Answer:
(B) 143 N
Step-by-step explanation:
Solving the Problem
We must draw a free body diagram (FBD) to find the force tension applied to the mass.
FBD
The mass has a weight force that points directly downward of the mass, and the force applied onto the mass by the two strings points to the top left and top right of the mass, making the same angle (20 degrees) with the horizontal.
Labeling the x and y components of diagonal forces, we see that the x components cancel out by using our knowledge of similar triangles, which leaves us with an FBD of the mass’s weight force pointing downward and the sum of y components pointing up.

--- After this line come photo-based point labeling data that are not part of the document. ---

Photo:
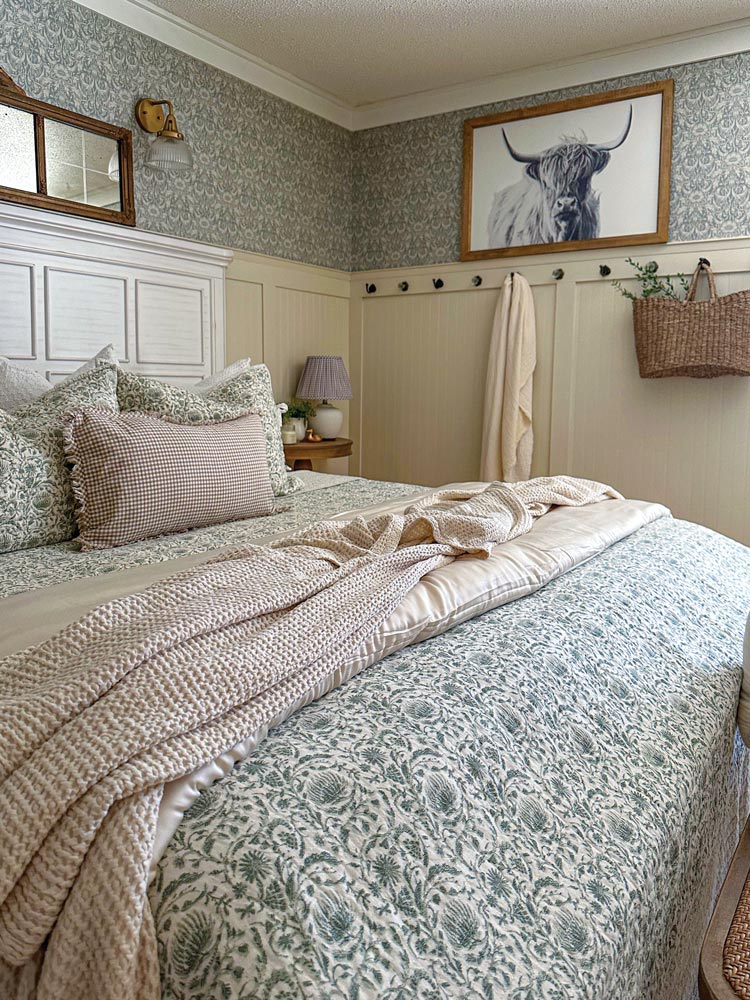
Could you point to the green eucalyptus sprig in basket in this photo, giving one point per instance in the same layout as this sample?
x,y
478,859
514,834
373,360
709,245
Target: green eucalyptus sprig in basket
x,y
652,285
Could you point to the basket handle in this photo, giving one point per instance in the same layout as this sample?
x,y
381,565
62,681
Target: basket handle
x,y
703,268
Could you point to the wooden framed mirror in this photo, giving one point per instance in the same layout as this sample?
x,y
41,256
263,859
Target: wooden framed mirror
x,y
62,161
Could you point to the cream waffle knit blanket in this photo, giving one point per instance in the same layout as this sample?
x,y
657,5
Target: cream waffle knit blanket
x,y
149,687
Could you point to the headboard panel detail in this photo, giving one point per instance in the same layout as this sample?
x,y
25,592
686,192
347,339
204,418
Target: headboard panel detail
x,y
70,286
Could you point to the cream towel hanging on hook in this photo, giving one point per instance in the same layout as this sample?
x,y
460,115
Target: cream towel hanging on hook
x,y
507,435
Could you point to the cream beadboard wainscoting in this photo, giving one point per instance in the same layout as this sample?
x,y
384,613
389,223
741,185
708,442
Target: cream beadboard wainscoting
x,y
418,365
278,312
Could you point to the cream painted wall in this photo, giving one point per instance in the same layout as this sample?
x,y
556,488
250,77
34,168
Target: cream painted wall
x,y
278,312
418,360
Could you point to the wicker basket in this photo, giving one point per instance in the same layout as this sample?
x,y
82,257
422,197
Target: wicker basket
x,y
698,339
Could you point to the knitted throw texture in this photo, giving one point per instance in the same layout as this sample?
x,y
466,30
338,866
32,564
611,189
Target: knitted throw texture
x,y
149,687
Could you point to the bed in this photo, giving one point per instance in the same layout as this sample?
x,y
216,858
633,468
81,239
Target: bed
x,y
540,802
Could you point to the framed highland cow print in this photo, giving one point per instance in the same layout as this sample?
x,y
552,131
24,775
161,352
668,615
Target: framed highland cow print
x,y
587,172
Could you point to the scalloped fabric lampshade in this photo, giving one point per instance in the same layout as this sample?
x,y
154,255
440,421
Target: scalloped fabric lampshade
x,y
324,377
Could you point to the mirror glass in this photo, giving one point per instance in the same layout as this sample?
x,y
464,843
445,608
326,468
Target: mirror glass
x,y
82,166
17,149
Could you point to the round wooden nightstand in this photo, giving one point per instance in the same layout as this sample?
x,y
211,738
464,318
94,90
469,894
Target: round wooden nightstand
x,y
300,455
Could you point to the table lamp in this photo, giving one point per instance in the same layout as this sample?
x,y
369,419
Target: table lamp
x,y
325,377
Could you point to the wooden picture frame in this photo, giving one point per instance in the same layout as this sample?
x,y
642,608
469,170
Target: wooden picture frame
x,y
12,96
550,200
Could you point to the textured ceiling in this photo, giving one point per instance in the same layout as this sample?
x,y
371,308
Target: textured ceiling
x,y
370,50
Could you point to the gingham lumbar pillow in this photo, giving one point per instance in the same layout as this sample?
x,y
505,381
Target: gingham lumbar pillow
x,y
249,390
137,475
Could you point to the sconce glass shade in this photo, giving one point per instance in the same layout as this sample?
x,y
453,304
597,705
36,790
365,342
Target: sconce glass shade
x,y
169,154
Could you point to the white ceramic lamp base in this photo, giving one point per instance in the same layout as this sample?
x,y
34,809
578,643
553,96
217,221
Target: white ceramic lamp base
x,y
327,421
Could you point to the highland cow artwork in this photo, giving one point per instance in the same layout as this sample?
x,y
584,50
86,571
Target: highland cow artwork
x,y
592,171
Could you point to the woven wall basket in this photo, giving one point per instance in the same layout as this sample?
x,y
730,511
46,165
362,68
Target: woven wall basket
x,y
698,339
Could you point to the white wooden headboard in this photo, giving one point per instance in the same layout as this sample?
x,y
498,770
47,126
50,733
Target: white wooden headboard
x,y
70,286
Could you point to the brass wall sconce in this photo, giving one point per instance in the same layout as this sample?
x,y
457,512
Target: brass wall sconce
x,y
168,151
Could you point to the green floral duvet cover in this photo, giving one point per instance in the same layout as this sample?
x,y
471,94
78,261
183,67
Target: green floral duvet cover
x,y
537,805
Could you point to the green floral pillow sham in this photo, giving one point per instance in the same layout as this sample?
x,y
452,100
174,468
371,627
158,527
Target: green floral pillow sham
x,y
36,499
251,389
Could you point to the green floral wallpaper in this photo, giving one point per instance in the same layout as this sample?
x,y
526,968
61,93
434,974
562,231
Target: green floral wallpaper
x,y
268,176
407,177
275,179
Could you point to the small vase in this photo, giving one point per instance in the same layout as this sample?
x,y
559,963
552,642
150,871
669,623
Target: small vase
x,y
300,425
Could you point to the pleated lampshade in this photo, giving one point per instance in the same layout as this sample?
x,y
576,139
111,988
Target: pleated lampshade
x,y
324,377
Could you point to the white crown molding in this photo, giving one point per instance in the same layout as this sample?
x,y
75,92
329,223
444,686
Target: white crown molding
x,y
180,34
691,46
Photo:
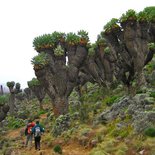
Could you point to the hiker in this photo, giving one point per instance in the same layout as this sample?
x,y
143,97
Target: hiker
x,y
28,133
37,130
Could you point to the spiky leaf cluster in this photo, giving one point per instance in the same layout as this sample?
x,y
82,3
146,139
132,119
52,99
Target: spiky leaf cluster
x,y
59,51
3,99
129,15
101,40
72,39
41,59
111,25
43,42
151,46
10,84
107,50
150,12
83,35
33,82
142,16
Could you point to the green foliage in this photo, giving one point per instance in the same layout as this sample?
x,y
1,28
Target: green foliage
x,y
10,84
152,94
58,37
14,123
110,100
41,112
59,51
111,25
100,40
150,12
107,50
72,38
41,59
33,82
142,16
150,132
130,15
83,34
151,46
44,41
4,99
57,149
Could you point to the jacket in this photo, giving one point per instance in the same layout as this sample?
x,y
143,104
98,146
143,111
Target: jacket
x,y
37,125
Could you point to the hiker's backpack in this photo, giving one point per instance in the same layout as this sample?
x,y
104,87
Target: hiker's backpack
x,y
26,131
37,132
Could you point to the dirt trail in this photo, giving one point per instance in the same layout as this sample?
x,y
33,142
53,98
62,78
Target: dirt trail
x,y
72,148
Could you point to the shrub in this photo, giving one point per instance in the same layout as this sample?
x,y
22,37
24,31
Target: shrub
x,y
59,51
14,122
152,94
150,132
40,59
33,82
57,149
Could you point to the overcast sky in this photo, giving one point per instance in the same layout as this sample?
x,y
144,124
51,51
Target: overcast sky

Since the mass isn’t moving, the upward force must equal the downward force (this will mean the net force is 0, which is accurate since the mass isn’t accelerating).
So,
2Fy = W. (1)
Solving for F
The force tension in the y direction can be written using trigonometric functions, specifically the sine function.
sin(20) = Fy/F
The diagonal force tension F, can be considered to be the hypotenuse as the picture depicts a right triangle being made with the string, the wall and the horizontal.
We can rearrange this equation to have Fy in terms of F,
Fsin(20) = Fy.
We can substitute this value into the equation (1).
2Fsin(20) = W
Weight force is equal to the product of mass and the gravitational acceleration (9.8m/s²), so
2Fsin(20) = 10(9.8).
Now we solve for F.
2Fsin(20) = 98
Fsin(20) = 49
F = 49 / sin(20) = 143